R/o A-2/54, MAHINDRA GARDENS, S.V. ROAD, GOREGAON(WEST) MUMBAI-400062

...........Complainant(s)

Versus

 

1. M/S. ZENAL CONSTRUCTION PRIVATE LIMITED & ANR.

SHOP NO-6, SAURAV APARTMENT, SHAHAJI RAJE MARG, VILEPARLE(EAST) MUMBAI

2. MR. PRAKASH J. BAROT-DIR

R/O 702, SHREEJI KIRAN, PLOT NO-107, L.T. ROAD, GOREGAON(WEST)MUMBAI-400062

...........Opp.Party(s)

 

BEFORE:

 

 

HON'BLE MR. JUSTICE AJIT BHARIHOKE,PRESIDING MEMBER

 

HON'BLE MR. ANUP K THAKUR,MEMBER

 

For the Complainant :

Mr. R.M. Bhangde, Advocate

 

For the Opp.Party :


Dated : 23 Feb 2017

ORDER

Complainant No.1 is a Doctor. He admittedly is running a clinic at 112-13, Ashoka Super Market, Junction of S.V. Road and Aarey Road, above Bata Show-Room, Goregaon West, Mumbai. The instant complaint has been filed on the allegation that the complainants booked a commercial space in the development project (Krishna Ambika Arcade) at S.V. Road, Goregaon (West), undertaken by the opposite party developer.

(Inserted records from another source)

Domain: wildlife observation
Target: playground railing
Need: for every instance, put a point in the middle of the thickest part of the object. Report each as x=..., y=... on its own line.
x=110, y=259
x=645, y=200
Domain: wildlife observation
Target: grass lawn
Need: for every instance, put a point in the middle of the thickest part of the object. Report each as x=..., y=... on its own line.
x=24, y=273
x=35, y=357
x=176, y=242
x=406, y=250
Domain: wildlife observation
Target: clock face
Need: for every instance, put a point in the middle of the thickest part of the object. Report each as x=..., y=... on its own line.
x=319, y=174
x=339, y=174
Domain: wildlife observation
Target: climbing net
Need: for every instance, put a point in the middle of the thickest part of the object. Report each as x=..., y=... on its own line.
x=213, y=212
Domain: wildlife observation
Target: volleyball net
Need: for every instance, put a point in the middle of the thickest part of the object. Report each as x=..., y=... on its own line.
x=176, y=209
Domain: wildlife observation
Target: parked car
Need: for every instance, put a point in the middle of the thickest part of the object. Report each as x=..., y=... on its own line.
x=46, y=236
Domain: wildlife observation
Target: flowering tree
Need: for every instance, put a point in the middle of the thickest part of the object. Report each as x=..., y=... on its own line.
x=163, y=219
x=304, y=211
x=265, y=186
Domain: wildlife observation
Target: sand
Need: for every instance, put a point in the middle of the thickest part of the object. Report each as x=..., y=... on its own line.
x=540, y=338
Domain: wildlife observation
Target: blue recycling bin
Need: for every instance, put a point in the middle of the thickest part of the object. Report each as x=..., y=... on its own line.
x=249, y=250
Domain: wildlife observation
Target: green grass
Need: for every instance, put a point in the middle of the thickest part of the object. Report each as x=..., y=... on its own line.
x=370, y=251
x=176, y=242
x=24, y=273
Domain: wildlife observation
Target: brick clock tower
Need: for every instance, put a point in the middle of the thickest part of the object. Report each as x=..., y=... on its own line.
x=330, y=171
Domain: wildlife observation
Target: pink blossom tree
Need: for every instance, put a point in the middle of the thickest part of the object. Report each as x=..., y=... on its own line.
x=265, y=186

2.       It is the case of the complainants that although they have paid Rs.2,64,13,182/- against the consideration amount, the opposite party developer has not given the possession of the premises despite expiry of stipulated time for delivery of possession.

3.       On going through the complaint, prima-facie it appears that the complainant does not fall within the definition of consumer in view of exception carved out in the definition of consumer as provided under Section 2 (1) (d) of the Consumer Protection Act, 1986 (in short, “the Act”). We have, therefore, heard arguments on the issue of maintainability of the complaint.

4.       Before adverting to the arguments of learned counsel for the complainant, we deem it necessary to produce the definition of consumer as provided under Section 2 (1) (d) of the Act. The definition reads as under: -

“(d)  "consumer" means any person who—

(i)  buys any goods for a consideration which has been paid or promised or partly paid and partly promised, or under any system of deferred payment and includes any user of such goods other than the person who buys such goods for consideration paid or promised or partly paid or partly promised, or under any system of deferred payment when such use is made with the approval of such person, but does not include a person who obtains such goods for resale or for any commercial purpose; or

(ii) hires or avails of any services for a consideration which has been paid or promised or partly paid and partly prom­ised, or under any system of deferred payment and includes any beneficiary of such services other than the person who 'hires or avails of the services for consideration paid or promised, or partly paid and partly promised, or under any system of deferred payment, when such services are availed of with the approval of the first mentioned person but does not include a person who avails of such services for any commercial purposes;

Explanation.— For the purposes of this clause, “commercial purpose” does not include use by a person of goods bought and used by him and services availed by him exclusively for the purposes of earning his livelihood by means of self-employment”

 

5.       On reading of the above, it is clear that consumer is a person who buys goods or hires or avails of services for consideration present, past or future. The section however carves out an exception by providing that the person who has purchased goods or hired/availed of services for commercial purpose, shall not be included in the definition of consumer. The explanation to Section 2 (1) (d) however gives restricted meaning to the term “commercial purpose” in the context of Section 2 (1) (d) by providing that if the goods are bought or services are hired or availed exclusively by the complainant for earning his livelihood by way of self-employment, it shall not be treated as commercial purpose.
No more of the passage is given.